[GRASS-dev] v.surf.rst with really big files, Re: r.random

Helena Mitasova hmitaso at unity.ncsu.edu
Sat Apr 4 16:00:31 EDT 2009


Markus N.
cc to Markus M. and dev list,

that is a lot of points and a huge raster and I think it ran out of  
memory due to memory leak
and it is swapping. There are several problems that v.surf.rst has  
with large files
(we have same problem too I just did not have
time to look for the fix - I may ask Markus M for help because it is  
related to things
that he has been dealing with):

- one is the use of 32 bit file offset instead of off_t (see below,  
my expertise in these issues is zero)
- another one is highly probable memory leak that might have been  
introduced with
crossvalidation - although it manages to create a quadtree in memory
it keeps filling the memory as it runs the computation so it looks  
like cleanup after
each segment computation is missing, I have some notes about where it  
is but I don't know how difficult
it is to find it and fix it.

For now we run what I call "supersegmentation" we just divide the  
whole region
into overlapping strips, interpolate and patch together using a script.
But the above issues are in fact bugs and should be fixed - I had it  
on my list for summer
but I guess it is starting to be an obstacle for more people than me so
I may as well start looking into it now - any advice will be  
appreciated,

Helena

P.S. For removing the waves in a DEM - get a small subset where it is  
a really big
problem and test the procedure with r.random - I found it quite  
challenging to get rid
of the waves once they are introduced.
And make sure they are not real - I was in for
quite a surprise when flying to FOSS4G in Victoria over the mountains  
that we used in the
1996 erosion modeling paper and where I diligently removed the waves  
after the reviewer
suggested they are artificial - there was no vegetation and the  
hillslopes have literally steps,
I should have looked at some photos when working with those data.

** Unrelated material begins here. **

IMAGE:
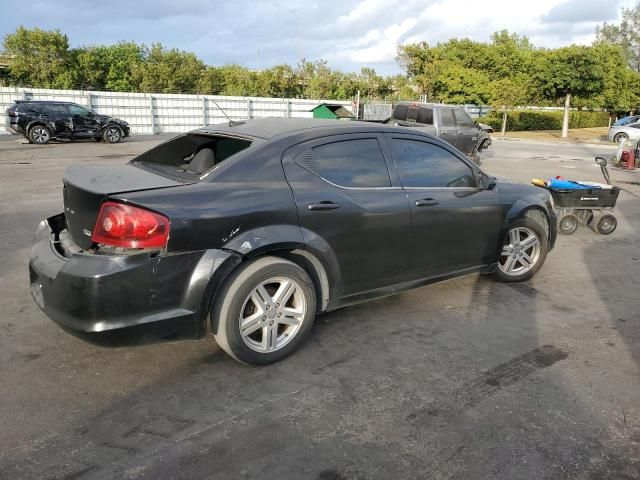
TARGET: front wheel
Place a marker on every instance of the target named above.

------------------------------------------------------------------------ 
--------
The offending files for fseek problems are:
    output2d.c, resout2d.c, resout2dmod.c, write2d.c

The offending files where the wrong type is used for offsets are:
    interp2d.c, ressegm2d.c, segmen2d.c


GRASS 6.3.cvs (interp):~ > v.surf.rst -t in=OffShorePts4_xyz layer=0  
dmin=0.0003 elev=TestAll_z zmult=1.0 tension=1300000 smooth=1  
segmax=40 npmin=250 maskmap=InterpSouth_mask
Percent complete:
Reading lines from vector map ...
Reading nodes from vector map ...
WARNING: some points outside of region -- will ignore...
100%
100%
WARNING: strip exists with insufficient data

WARNING: there are points outside specified 2D/3D region--ignored 48760
          points
WARNING: ignoring 9075883 points -- too dense

The number of points from vector map is 10676718
The number of points outside of 2D/3D region 48760
The number of points being used is 1552075
Processing all selected output files
will require -268854816 bytes of disk space for temp files
dnorm = 0.034525, rescaled tension = 44.882578
Bitmap mask created
Percent complete:

WARNING: taking too long to find points for interpolation--please change
          the region to area where your points are. Continuing
          calculations...
Cannot fseek elev offset2=-1276198144

WARNING: taking too long to find points for interpolation--please change
          the region to area where your points are. Continuing
          calculations...
Cannot fseek elev offset2=-773086712

WARNING: taking too long to find points for interpolation--please change
          the region to area where your points are. Continuing
          calculations...
Cannot fseek elev offset2=-521417852
Cannot fseek elev offset2=-458453496
Cannot fseek elev offset2=-427071888
Cannot fseek elev offset2=-427070316

Helena,

Here are some more details regarding the 2GB file limit in the rst
code. The problem is that the current code uses 32-bit file offsets (int
and long) instead of 64-bit (off_t) offsets. The problems seem to be
limited to the src/libes/rst_gmsl/interp_float directory.  You can grep
for "offset" and "fseek" and see where the problem lines are.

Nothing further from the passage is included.